Which of the following statements best describes the uncertainty associated with a 95% confidence interval for a population proportion, computed from a simple random sample?

A. We don't know whether the particular confidence interval is successful or not, but 95% of researchers are happy using this type of interval.

B. The 95% confidence interval successfully captures the true population proportion; we just don't know where in the interval it may actually be.

C. We don't know whether the particular confidence interval is successful or unsuccessful, but the success rate of the confidence interval procedure over all possible samples that could have been drawn is 95%.

D. The confidence interval successfully captures 95% of the true values of the population proportion.

I'll give you a hint to help you make the selection:

A 95% confidence interval means that there is a 95% probability that the true population proportion lies within the confidence interval.

DEzef

B. The 95% confidence interval successfully captures the true population proportion; we just don't know where in the interval it may actually be.

The correct answer is B. The 95% confidence interval successfully captures the true population proportion; we just don't know where in the interval it may actually be.

To understand why this is the correct answer, let's first define what a confidence interval is. A confidence interval is a range of values that is constructed based on a sample statistic and is used to estimate an unknown population parameter.

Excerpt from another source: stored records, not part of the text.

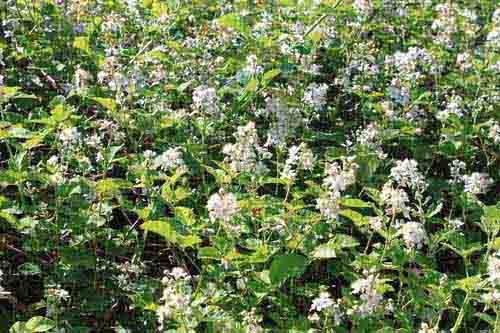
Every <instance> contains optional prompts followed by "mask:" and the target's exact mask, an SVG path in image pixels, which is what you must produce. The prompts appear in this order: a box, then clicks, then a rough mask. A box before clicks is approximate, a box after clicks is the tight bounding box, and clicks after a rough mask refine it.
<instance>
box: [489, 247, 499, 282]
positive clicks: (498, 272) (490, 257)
mask: <svg viewBox="0 0 500 333" xmlns="http://www.w3.org/2000/svg"><path fill="white" fill-rule="evenodd" d="M499 256H500V251H499V252H497V253H496V254H494V255H491V256H490V257H489V258H488V275H489V277H488V281H490V282H491V283H492V284H493V285H500V258H499Z"/></svg>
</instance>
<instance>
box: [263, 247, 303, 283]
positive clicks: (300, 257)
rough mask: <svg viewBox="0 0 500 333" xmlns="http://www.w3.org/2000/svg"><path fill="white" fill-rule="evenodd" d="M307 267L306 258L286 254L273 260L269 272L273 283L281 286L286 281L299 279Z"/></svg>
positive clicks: (291, 253)
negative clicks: (290, 278)
mask: <svg viewBox="0 0 500 333" xmlns="http://www.w3.org/2000/svg"><path fill="white" fill-rule="evenodd" d="M306 267H307V259H306V257H304V256H302V255H300V254H296V253H290V254H284V255H280V256H278V257H276V258H274V259H273V262H272V263H271V269H270V271H269V273H270V278H271V283H272V284H275V285H279V284H281V283H283V282H284V281H285V280H286V279H288V278H291V277H297V276H300V275H302V273H304V271H305V269H306Z"/></svg>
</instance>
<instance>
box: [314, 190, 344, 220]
mask: <svg viewBox="0 0 500 333" xmlns="http://www.w3.org/2000/svg"><path fill="white" fill-rule="evenodd" d="M338 199H339V197H336V196H333V195H330V194H327V195H324V196H323V197H320V198H318V199H317V200H316V208H317V209H319V211H320V213H321V215H323V216H324V217H325V218H327V219H328V220H334V219H336V218H337V216H338V213H339V211H340V205H339V203H338Z"/></svg>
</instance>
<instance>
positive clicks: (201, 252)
mask: <svg viewBox="0 0 500 333" xmlns="http://www.w3.org/2000/svg"><path fill="white" fill-rule="evenodd" d="M221 257H222V255H221V254H220V252H219V250H217V249H216V248H215V247H211V246H207V247H202V248H200V249H198V258H200V259H220V258H221Z"/></svg>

In this case, the population parameter is a population proportion.

When we calculate a confidence interval, we use a specific level of confidence, in this case, 95%. This means that if we were to repeat the sampling and confidence interval process many times, approximately 95% of those intervals would contain the true population proportion.

However, it's important to note that for any one particular confidence interval, we don't know if it includes the true population proportion or not. This is the uncertainty associated with the confidence interval. It's like saying we have a range of possible values where the true population proportion may lie, but we cannot say with certainty the exact value within that range.

So, statement B accurately describes the uncertainty associated with a 95% confidence interval for a population proportion.